Regarding other limitations of the present study, we note that reliance on self-reporting by HCWs may increase susceptibility to recall bias, and the sample size was relatively small. Self-selection bias and nonresponse bias may also be present, as HCWs who volunteered to participate might differ from those who did not. For example, symptomatic HCWs may have been more likely to complete the questionnaire, whereas those without COVID-19-related complaints might have been less inclined to participate. A larger sample size would likely yield more statistically robust results. Additionally, only 50 males responded to the survey, possibly due to culturally motivated behaviors regarding men’s concerns with their health. Nonetheless, more women work in healthcare than men, making the results of the present study relevant even taking into consideration the sample size. Interestingly, a meta-analysis compiling 41 studies concluded that being female was associated with an increased risk of developing long COVID (Tsampasian et al., 2023).

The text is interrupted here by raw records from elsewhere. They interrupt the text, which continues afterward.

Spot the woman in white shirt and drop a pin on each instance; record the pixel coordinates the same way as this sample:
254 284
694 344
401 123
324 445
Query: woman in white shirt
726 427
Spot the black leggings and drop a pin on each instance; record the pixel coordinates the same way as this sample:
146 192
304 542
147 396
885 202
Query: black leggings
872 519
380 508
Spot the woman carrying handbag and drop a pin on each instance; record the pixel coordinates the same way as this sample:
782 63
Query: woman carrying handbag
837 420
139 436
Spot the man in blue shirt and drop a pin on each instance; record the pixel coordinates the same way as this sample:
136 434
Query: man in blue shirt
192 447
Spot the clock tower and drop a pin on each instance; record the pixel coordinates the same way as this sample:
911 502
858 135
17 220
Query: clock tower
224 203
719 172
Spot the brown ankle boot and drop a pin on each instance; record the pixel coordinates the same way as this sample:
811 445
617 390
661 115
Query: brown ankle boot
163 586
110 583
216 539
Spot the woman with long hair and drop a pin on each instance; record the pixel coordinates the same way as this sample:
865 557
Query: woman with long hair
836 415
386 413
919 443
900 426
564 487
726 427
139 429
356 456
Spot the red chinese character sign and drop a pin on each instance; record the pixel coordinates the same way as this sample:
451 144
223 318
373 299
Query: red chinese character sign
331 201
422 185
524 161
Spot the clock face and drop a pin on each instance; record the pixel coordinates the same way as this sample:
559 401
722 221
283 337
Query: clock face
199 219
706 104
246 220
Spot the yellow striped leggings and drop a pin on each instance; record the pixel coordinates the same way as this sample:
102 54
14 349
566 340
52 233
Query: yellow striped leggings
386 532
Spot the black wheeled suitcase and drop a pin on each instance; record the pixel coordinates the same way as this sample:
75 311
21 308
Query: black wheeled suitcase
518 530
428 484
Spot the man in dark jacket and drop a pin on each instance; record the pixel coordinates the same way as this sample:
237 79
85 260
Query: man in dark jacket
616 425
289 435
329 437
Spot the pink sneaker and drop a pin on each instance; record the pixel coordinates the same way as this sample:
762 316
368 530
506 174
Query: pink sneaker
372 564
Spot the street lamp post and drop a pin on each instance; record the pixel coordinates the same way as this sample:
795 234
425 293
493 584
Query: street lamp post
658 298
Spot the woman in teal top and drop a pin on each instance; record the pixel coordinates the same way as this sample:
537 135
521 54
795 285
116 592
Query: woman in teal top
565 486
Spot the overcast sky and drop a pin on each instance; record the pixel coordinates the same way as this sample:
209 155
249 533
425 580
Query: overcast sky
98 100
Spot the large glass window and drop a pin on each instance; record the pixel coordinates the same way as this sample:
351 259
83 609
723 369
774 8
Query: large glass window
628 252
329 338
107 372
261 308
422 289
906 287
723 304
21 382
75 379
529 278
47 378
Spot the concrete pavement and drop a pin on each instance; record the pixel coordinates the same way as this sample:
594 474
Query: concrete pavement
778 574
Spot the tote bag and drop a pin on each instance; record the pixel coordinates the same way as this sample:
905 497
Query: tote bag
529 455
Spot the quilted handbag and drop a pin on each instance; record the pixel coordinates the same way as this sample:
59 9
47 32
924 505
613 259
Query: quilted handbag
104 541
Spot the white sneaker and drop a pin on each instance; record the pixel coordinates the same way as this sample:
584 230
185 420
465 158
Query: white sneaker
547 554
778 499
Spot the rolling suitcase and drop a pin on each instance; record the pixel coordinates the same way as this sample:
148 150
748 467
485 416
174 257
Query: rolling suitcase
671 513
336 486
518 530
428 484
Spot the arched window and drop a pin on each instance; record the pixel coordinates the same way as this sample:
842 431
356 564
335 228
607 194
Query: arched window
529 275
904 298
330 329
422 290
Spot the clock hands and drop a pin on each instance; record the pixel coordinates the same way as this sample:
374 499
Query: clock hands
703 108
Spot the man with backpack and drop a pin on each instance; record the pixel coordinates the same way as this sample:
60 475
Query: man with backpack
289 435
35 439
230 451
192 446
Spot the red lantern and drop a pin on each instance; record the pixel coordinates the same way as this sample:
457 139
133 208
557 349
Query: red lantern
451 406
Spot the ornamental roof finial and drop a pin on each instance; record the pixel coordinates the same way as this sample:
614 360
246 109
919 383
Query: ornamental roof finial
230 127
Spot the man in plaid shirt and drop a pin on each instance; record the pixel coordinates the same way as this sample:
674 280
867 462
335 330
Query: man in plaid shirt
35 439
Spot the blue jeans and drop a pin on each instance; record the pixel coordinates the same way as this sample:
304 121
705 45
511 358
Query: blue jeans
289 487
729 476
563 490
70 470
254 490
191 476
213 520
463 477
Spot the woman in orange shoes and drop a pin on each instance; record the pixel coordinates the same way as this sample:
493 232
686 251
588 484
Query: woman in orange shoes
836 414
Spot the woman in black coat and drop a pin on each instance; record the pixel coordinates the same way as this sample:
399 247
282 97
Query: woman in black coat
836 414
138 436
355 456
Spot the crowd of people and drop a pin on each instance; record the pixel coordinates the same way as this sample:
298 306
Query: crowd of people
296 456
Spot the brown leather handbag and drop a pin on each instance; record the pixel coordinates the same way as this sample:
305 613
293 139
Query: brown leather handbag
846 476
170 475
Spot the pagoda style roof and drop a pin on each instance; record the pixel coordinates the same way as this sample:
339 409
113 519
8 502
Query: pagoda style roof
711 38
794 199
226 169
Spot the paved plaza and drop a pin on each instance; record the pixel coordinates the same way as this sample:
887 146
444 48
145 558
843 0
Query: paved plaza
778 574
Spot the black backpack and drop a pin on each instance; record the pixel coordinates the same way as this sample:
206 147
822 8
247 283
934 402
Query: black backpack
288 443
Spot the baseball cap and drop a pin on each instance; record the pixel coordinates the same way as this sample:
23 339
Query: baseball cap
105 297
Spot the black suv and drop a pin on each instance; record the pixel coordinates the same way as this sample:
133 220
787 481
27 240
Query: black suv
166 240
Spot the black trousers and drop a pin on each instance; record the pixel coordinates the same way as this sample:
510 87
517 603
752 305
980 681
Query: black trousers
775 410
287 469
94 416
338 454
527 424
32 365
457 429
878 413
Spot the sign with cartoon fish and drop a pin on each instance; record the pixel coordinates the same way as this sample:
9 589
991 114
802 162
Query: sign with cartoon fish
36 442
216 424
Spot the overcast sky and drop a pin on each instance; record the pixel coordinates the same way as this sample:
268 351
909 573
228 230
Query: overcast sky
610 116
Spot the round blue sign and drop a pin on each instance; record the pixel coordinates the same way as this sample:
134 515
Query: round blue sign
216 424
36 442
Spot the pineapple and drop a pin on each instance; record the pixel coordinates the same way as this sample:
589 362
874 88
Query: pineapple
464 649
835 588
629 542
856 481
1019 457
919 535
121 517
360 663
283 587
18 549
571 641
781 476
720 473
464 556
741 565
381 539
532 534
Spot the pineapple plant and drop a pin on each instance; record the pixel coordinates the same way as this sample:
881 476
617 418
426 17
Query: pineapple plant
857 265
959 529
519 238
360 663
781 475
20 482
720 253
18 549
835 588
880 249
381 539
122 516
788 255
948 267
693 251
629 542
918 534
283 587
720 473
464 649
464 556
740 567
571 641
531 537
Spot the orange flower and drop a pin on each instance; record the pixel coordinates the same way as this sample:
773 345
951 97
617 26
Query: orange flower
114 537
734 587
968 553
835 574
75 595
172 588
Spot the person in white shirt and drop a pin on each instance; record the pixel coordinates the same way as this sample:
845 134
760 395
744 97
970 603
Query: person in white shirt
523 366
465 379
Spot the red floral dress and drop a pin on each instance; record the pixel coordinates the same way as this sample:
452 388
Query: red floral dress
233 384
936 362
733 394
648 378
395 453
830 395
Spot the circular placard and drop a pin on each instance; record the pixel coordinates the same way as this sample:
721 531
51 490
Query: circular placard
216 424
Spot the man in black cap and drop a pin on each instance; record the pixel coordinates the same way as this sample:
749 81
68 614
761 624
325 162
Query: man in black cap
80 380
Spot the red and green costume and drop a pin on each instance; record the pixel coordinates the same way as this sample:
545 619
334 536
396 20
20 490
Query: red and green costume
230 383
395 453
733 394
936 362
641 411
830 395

Additionally, the severity of the acute phase of the infection was not addressed in the online questionnaire in the present study, leading to a lack of information about its impact on long COVID. Furthermore, more detailed information regarding the specific chronic diseases reported by participants would help clarify the association between long COVID and common chronic conditions.

Also, future studies on long COVID will benefit from analyzing the potential protective role of SARS-CoV-2 antibodies, particularly the association of antibody levels with age and time since the last vaccine dose, as well as the emergence of new variants—factors that a self-administered questionnaire could not explore.

The strengths of the study include a national sample of 348 participants and the use of the WHO’s definition of post-COVID-19 condition to define long COVID. Another strength was adjusting our analysis for age, gender, number of comorbidities, profession, and level of education, which contributed to providing comprehensive information.

Conclusions

Long COVID was prevalent in the studied sample of HCWs and negatively impacted their QoL. Extreme fatigue and cognitive dysfunction were strongly and negatively associated with workplace performance. This indicates that there is a need for targeted care for HCWs as a group. The results of this study can guide healthcare authorities in addressing important long-term consequences that should be considered in rehabilitation programs for post-COVID-19 recovery.